Colonel Charles Young: Black National Park Superintendent
When the new military superintendent for the summer of 1903 arrived in Sequoia National Park he had already faced many challenges. Born in Kentucky during the Civil War, Charles Young had early set himself a course that took him to places where a black man was not often welcome.
He was the first black to graduate from the white high school in Ripley, Ohio, and through competitive examination he won an appointment to the US Military Academy at West Point in 1884.
He went on to graduate with his commission, only the third black man to do so. Later he would remark that the worst he could wish for an enemy would be to make him a black man and send him to West Point.
His military career progressed in the cavalry. In 1903, he was serving as a Captain in the Cavalry commanding a segregated black company at the Presidio of San Francisco when he received orders to take his troops to Sequoia National Park for the summer.

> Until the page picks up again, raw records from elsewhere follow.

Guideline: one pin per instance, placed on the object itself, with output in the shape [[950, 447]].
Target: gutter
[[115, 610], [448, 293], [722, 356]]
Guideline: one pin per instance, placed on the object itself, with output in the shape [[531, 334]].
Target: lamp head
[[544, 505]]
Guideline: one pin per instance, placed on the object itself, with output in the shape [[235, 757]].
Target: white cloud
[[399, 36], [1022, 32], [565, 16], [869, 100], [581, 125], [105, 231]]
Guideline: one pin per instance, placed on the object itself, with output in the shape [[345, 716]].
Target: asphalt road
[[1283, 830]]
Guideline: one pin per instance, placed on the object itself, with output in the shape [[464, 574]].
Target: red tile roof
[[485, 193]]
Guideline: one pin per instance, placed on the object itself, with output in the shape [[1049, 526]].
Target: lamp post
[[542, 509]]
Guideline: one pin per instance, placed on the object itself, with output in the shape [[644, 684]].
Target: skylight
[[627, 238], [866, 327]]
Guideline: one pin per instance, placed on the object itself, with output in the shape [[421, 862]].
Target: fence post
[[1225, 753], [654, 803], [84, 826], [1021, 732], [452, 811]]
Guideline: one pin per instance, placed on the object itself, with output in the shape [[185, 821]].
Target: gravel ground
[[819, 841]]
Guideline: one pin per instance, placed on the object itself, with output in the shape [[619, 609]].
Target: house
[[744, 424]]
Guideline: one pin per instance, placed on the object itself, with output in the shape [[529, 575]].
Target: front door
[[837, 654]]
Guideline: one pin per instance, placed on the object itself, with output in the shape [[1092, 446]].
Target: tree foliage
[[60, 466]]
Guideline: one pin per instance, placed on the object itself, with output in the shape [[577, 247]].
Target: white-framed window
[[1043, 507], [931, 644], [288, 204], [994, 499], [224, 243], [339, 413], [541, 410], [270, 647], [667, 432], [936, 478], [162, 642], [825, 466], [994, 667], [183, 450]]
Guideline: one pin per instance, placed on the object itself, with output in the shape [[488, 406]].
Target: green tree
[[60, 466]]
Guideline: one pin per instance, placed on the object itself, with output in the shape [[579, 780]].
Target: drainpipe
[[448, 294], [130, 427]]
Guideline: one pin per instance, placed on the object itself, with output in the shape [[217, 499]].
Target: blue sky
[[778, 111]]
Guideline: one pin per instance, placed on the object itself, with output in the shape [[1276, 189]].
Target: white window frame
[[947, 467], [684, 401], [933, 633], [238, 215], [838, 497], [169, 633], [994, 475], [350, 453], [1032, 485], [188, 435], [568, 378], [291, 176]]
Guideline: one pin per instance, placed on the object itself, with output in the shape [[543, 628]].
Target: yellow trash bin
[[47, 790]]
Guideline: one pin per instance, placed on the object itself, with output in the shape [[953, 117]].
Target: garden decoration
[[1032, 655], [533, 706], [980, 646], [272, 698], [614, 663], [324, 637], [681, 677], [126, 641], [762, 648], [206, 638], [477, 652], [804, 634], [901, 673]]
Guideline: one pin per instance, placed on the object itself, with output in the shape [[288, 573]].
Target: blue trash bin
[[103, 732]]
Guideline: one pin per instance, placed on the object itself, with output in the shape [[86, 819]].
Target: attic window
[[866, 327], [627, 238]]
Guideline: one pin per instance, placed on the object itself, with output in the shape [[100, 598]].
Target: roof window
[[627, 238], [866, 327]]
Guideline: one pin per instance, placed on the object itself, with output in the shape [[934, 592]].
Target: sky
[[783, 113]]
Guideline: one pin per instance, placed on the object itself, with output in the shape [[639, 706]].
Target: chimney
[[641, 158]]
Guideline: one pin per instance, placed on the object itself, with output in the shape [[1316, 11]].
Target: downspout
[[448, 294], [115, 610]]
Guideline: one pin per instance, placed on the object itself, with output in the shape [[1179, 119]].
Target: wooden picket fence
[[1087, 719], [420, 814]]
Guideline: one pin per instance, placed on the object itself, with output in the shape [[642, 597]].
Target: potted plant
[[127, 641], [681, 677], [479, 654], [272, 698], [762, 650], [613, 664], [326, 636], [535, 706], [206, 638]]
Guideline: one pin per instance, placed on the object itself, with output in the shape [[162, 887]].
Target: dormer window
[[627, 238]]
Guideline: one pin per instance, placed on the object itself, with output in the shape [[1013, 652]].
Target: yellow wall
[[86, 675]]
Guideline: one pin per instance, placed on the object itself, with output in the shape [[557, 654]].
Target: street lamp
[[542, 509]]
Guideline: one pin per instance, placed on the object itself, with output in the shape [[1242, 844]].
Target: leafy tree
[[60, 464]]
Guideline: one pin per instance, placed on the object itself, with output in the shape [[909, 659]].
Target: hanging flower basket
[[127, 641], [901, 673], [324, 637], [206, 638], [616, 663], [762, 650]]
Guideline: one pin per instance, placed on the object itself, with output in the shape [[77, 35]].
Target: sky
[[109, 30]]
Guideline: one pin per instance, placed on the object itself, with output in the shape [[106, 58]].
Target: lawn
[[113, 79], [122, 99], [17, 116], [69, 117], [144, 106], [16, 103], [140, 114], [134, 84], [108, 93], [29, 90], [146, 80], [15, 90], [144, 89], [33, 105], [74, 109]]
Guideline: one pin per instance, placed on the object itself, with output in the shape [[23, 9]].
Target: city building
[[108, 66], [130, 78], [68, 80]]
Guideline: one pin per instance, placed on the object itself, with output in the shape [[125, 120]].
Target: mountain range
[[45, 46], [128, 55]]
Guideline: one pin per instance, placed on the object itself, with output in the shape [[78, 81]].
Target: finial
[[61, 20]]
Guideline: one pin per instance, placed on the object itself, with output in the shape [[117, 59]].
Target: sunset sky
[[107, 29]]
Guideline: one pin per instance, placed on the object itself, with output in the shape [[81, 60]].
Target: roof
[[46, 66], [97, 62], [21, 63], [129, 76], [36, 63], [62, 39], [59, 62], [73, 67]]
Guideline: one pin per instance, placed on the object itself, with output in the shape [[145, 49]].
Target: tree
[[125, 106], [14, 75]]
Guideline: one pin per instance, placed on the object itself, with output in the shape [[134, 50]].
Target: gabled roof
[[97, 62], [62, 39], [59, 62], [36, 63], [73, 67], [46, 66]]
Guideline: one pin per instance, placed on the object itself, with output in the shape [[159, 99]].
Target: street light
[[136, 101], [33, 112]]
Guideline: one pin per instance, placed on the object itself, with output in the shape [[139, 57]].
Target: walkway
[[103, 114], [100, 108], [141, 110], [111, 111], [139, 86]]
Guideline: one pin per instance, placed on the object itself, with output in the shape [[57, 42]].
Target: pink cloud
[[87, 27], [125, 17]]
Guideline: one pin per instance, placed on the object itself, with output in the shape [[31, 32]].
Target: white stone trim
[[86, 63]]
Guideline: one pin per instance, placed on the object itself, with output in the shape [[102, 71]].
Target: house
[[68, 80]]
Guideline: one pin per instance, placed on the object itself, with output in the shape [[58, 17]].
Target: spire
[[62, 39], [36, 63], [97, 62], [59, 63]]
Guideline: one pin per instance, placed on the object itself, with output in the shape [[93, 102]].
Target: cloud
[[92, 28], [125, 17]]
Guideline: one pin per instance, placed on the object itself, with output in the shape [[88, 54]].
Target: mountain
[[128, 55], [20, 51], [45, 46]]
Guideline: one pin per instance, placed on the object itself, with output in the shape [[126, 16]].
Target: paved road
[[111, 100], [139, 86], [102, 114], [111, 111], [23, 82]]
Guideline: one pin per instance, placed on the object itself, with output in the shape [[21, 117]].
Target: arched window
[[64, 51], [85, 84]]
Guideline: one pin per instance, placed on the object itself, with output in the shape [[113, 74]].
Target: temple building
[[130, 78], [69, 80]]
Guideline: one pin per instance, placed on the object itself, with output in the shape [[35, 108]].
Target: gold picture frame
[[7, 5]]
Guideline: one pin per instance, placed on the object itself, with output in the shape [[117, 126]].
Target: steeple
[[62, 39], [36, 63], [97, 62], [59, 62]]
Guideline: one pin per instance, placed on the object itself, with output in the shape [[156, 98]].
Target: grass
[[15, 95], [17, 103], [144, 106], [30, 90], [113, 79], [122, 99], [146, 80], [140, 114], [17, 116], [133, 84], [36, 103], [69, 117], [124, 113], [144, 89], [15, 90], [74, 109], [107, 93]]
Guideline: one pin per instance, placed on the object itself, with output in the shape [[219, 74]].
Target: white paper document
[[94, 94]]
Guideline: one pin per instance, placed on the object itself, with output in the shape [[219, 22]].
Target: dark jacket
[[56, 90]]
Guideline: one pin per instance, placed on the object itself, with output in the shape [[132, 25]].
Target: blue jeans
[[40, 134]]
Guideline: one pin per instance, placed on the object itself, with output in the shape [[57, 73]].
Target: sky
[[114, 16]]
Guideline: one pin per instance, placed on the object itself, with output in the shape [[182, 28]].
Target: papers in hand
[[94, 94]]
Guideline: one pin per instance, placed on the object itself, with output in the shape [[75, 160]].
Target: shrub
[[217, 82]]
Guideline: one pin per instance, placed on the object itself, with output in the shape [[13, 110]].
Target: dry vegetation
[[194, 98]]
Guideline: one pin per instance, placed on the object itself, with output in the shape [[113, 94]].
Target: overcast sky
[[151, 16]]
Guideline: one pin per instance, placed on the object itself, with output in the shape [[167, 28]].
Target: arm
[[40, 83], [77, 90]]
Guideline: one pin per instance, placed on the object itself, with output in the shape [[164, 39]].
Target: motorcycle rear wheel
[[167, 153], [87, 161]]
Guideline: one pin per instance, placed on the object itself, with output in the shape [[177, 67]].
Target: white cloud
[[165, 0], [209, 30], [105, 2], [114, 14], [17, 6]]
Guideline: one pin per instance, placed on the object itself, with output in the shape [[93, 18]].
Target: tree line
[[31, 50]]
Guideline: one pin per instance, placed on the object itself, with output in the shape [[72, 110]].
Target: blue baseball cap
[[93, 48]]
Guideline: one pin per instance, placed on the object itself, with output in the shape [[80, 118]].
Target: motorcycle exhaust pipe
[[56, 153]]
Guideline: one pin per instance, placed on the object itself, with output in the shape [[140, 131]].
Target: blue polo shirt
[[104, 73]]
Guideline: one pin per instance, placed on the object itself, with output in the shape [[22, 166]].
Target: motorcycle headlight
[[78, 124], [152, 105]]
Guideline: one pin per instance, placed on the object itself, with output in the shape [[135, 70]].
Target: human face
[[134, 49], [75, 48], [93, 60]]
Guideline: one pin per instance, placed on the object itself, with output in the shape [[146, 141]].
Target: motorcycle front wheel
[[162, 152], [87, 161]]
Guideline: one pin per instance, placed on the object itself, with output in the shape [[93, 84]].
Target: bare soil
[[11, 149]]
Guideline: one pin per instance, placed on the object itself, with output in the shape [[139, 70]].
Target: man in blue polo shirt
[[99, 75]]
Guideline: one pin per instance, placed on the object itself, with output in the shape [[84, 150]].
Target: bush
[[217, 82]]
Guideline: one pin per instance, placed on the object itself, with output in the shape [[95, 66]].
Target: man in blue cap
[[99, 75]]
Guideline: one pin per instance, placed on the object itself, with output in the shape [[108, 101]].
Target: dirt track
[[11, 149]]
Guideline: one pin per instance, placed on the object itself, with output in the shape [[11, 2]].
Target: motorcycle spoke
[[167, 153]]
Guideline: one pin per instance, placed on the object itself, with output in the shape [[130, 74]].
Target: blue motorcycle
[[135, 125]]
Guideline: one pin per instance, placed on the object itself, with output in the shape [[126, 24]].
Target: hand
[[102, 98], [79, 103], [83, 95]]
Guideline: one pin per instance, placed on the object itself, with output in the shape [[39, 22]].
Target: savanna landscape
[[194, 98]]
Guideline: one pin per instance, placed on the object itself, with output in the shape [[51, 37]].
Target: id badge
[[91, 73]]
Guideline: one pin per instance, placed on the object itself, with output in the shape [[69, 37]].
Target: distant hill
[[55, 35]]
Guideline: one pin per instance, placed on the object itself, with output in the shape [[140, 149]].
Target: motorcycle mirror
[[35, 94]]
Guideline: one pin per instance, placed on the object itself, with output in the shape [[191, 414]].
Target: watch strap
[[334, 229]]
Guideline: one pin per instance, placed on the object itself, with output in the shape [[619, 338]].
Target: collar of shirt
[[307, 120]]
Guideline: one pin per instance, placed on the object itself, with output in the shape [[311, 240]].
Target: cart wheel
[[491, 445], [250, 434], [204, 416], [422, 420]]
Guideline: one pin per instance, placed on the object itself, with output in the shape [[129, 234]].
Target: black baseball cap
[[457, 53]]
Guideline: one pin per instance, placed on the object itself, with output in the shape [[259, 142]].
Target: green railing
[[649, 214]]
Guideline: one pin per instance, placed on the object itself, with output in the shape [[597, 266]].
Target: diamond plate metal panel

In May, 1903, Sequoia National Park was already thirteen years old but still under-developed and hard to visit.
Since 1891, the management and development of the park had been the responsibility of the US Army, but owing to a lack of Congressional funding almost nothing had been done.
The biggest lack in the park was an adequate wagon road to the Giant Forest, the home of the world's largest trees.
Army work on a road had begun in the summer of 1900, but progress had lagged. In three summers barely five miles of road had been constructed.